Saturday, July 10, 2010

Oh to be a fly on the wall of the US District Court...

I would love to be the fly on the wall when the US District Court hears US v. State of Arizona on July 22nd. The suit claims that while the federal government has the ultimate authority to regulate matters of immigration and that the states "may exercise their police power in a manner that has an incidental or indirect effect on aliens" the states are "not allowed to establish its own immigration policy or enforce state laws in a manner that interferes with the federal immigration laws."

US v. Arizona also calls into question the provision in SB 1070 that allows for legal residents of Arizona to sue any official or agency that adopts a policy that "limits or restricts enforcement of federal immigration laws."

The United States is arguing that this law directly "imposes significant and counterproductive burdens on the federal agencies charged with enforcing the national immigration scheme, diverting resources and attention from the dangerous aliens who the federal government targets as its top enforcement priority."

The United States is also concerned that the law will inadvertently catch authorized persons, immigrants and citizens "who do not have or carry identification documents specified by the statute." and it is concerned that SB 1070 will completely ignore humanitarian concerns and disrupt the relationship between the US and Mexico."

Though I'm no legal scholar (and won't claim to be one), I read through SB1070 a few times and honestly I could find nothing to support the above claims. Rather, the bill supports already existing federal law. Now if the federal government had NO immigration policy then I could see where SB1070 could be a violation of the federal government being the supreme authority on such matters. But immigration policy exists and I can't imagine that it could possibly be wrong for a state or local government to pass a law which supports already existing federal law.

As a matter of fact, every day state and local law enforcement agencies support federal laws, do they not? An example would be existing federal drug laws. If the state and local governments were having a major problem in enforcing anti-drug laws because the federal government just sat by and did nothing (for example trafficking drugs across the border from Mexico and Canada), and the state government decided to create a law which directly supported in every way, going after drug trafficking across state borders--would the federal government intervene and say the state had no authority? In the case of drug enforcement, the federal government would have a difficult time fighting this considering the fact that it spends billions every year on drug enforcement activities including education and awareness.

So why SB 1070? Why would the federal government want the state to stand-down from upholding federal law?

Well for one, it makes those in the federal government responsible for enforcing federal law look like incompetent fools.

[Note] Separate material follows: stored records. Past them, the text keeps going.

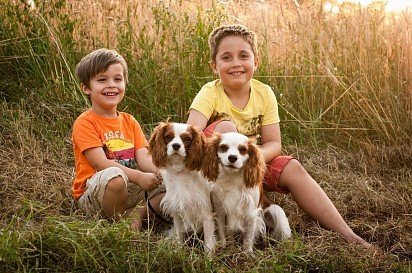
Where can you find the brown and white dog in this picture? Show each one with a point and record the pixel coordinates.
(177, 149)
(237, 167)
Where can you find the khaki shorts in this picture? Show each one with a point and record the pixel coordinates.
(91, 200)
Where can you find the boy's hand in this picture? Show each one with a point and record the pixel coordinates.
(149, 181)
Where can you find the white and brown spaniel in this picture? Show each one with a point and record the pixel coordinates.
(237, 167)
(178, 150)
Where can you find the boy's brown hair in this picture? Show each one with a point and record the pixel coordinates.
(216, 36)
(97, 62)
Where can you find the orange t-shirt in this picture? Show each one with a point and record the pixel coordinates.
(119, 137)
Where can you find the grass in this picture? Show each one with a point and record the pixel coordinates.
(343, 85)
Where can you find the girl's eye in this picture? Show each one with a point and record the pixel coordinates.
(223, 148)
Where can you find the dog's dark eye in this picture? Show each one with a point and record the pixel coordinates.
(186, 138)
(223, 148)
(168, 138)
(242, 150)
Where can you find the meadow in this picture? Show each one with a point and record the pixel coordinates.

Second, the State of Arizona is pissing off the Mexican government (and we're not supposed to because we need them for.......?) The Mexican people as a whole are really a nice, hardworking, honest and family-oriented people, it's the government that sucks. And why do we even give a rat's ass what the Mexican government thinks of our policy? They do nothing for us, there is no benefit to us kissing their ass. Unless of course we're concerned that the corrupt Mexican government will cease its war on border gang-drug wars and illegal border crossings....and well we can see clearly that the Mexican government's alleged "enforcement" is not having much of an effect as it is.

Or third, Arizona's law is going to actually force federal agencies to work harder and smarter. I don't mean the men and women in the trenches either. I am talking about the bureaucrats who run things. The lawsuit alleges that Arizona's law is going to significantly hinder federal agencies ability to do their jobs in regards to immigration enforcement and nabbing dangerous "top priority" individuals. We've got federal agencies wanting to monitor every action of every American not to mention x-ray/strip searches of little blue haired old ladies and babies in strollers at airports but we can't control the people who cross our borders daily.

I'd say the main reason for the lawsuit is simple. The State of Arizona just made the federal government look really incompetent (not that we don't already know that). I mean a state passing its own laws UPHOLDING existing federal laws is an act of clear defiance. It says "look pal, you're not doing your job, in fact you downright suck at it, so we're going to it ourselves."

That's exactly what the State of Arizona has done here. Instead of little brother waiting for big brother to finally get the balls to take care of his responsibilities--mainly protecting little bro from being bullied and pushed around, little brother, who got tired of waiting around while he got the shit beat out of him finally said "you know what big bro, you're a weenie, I don't need you" and so he decided to take on the bully himself.